A few weeks back a friend asked, “Why are we in Afghanistan?” I didn’t respond right away because I hadn’t read the McChrystal piece in Rolling Stone. It hasn’t changed my approach to the issue.
Originally we went there with a few hundred super-cool operatives to take out a couple of trailer parks manned by the usual bottom quartile of Arab engineering students.
That victory was mostly attained within a matter of days. One unfortunate detail was the failure to capture the Tall Guy. That was flumoxed so incompetently as to appear to be on purpose. Maybe he’s better served as a myth on the loose?
Once the glory of seizing Afghanistan proved to be so simple, and since we already had lots of men and equipment on the move, The Masters said; “Hey let’s not let an opportunity pass us by! The national psyche is primed for war. Let’s take out Sadam!”
Thus began the professions of “I am a War President.”
So they put Afghanistan on “minimum maintenance life-support” and transitioned national excitement to the fear of an Iraqi “mushroom cloud.”
Afghanistan became “the forgotton war”, and as such, no definitive description of victory was established, nor required. It was allowed to become a “Lost Expedition”, with drifting expectations and justifications for continued occupation, all of which were largely unexamined by the national attention. Plus of course, the Afghanis had their own agenda.
Once we activate any military action there are three naturally occuring corollary forces:
- When Americans begin dying, we can’t let them be considered to have died in vain. We need to justify and avenge those deaths. This is a military conundrum.
- The Military-Industrial Complex that feeds the operation takes on a profit and employment momentum which seeks all opportunities to continue regardless of reason. The preponderance of war profiteers is Republican, so this is a Republican conundrum.
- Unless “Victory!” is clearly defined, it will become a media/political screaming match to define it.
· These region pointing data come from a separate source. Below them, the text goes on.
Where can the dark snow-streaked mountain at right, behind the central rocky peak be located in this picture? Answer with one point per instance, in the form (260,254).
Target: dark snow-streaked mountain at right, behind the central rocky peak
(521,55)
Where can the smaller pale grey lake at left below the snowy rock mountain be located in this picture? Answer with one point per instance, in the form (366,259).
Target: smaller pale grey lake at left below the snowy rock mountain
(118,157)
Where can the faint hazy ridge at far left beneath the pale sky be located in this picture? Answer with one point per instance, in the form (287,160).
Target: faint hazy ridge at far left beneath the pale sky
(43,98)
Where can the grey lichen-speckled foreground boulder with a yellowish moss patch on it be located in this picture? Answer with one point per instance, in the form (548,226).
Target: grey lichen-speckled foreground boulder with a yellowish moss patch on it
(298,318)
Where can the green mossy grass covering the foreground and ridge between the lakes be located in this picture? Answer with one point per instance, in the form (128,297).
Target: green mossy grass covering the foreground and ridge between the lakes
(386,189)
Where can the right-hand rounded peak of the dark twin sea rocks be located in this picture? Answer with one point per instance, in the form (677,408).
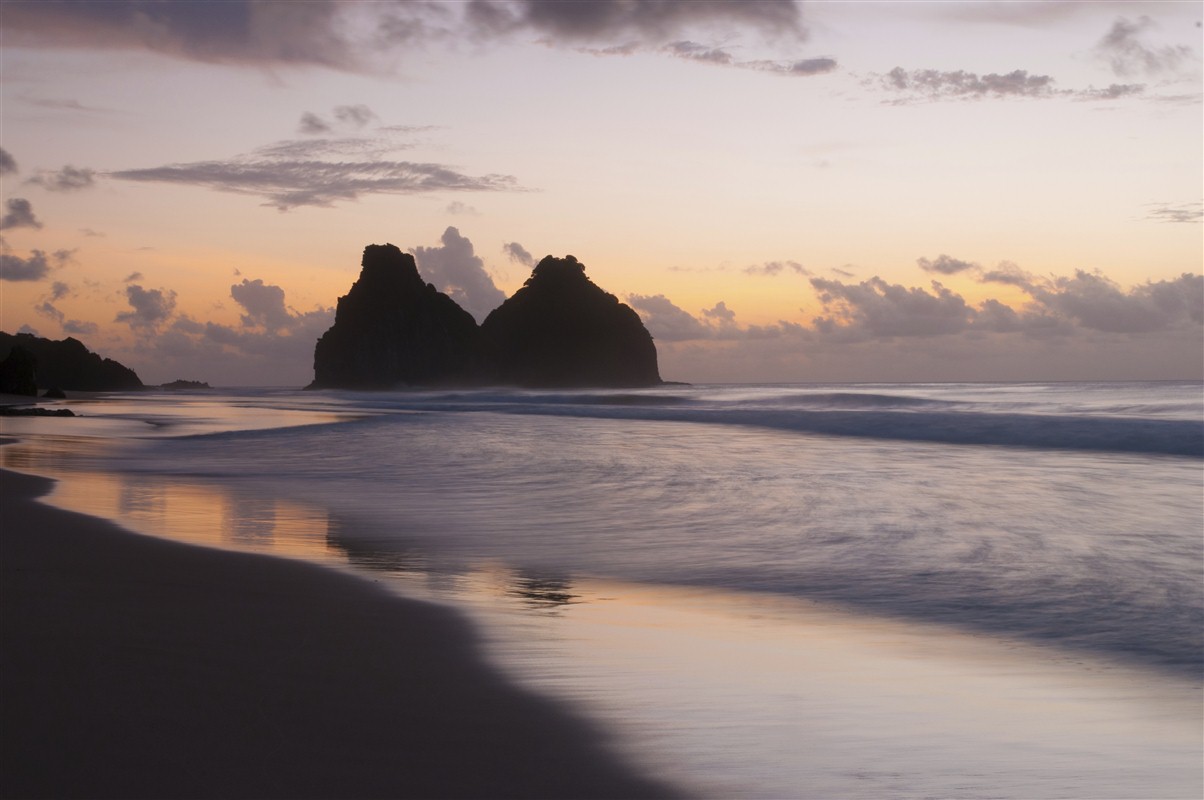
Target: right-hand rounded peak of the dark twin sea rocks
(562,331)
In the case of Afghanistan, as with Vietnam, the Democrats cannot accept an additional “Weak On National Defense” merit badge that they would receive if they initiated a pullout of Afghanistan with anything less than “Victory!”. This is a Democratic conundrum.
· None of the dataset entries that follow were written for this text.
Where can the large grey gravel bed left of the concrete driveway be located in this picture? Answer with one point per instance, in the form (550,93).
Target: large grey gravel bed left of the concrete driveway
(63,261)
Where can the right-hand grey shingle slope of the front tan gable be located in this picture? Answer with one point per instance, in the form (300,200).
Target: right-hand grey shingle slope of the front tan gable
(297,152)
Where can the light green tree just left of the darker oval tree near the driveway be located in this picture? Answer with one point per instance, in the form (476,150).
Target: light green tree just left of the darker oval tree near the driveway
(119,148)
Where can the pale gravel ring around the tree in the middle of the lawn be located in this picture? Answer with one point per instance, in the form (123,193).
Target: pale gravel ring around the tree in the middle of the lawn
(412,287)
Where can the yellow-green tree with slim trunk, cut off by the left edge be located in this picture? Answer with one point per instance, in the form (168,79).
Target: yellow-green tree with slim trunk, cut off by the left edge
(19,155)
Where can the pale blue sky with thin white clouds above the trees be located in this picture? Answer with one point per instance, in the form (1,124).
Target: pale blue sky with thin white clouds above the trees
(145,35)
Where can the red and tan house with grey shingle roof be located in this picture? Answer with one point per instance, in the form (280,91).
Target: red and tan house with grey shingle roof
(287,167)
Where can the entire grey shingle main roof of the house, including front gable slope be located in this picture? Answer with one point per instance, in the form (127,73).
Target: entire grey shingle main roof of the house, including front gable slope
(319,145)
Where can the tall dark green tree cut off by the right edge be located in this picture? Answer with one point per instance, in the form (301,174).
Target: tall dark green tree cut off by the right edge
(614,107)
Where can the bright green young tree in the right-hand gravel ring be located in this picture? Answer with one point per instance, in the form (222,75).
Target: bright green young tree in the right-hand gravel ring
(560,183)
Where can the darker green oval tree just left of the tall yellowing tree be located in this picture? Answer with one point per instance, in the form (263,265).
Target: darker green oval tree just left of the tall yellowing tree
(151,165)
There are some mineral spoils in Afghanistan, as there are some petroleum spoils in Iraq. It would be a shame if either of these expeditions were proven to be based on commodity colonization.
So we are still there fighting the 14th Century in a Sisyphian task of modernizing a culture, a politics, and an economy. Nobody has been able to bridge the political gap between a nationally acceptable “Victory!” and a more modest realistic appraisal of what can or should cost-effectively be done. In most historical cases this is only accomplished in a state of complete exhaustion. Our domestic economy may provide us that catalyst.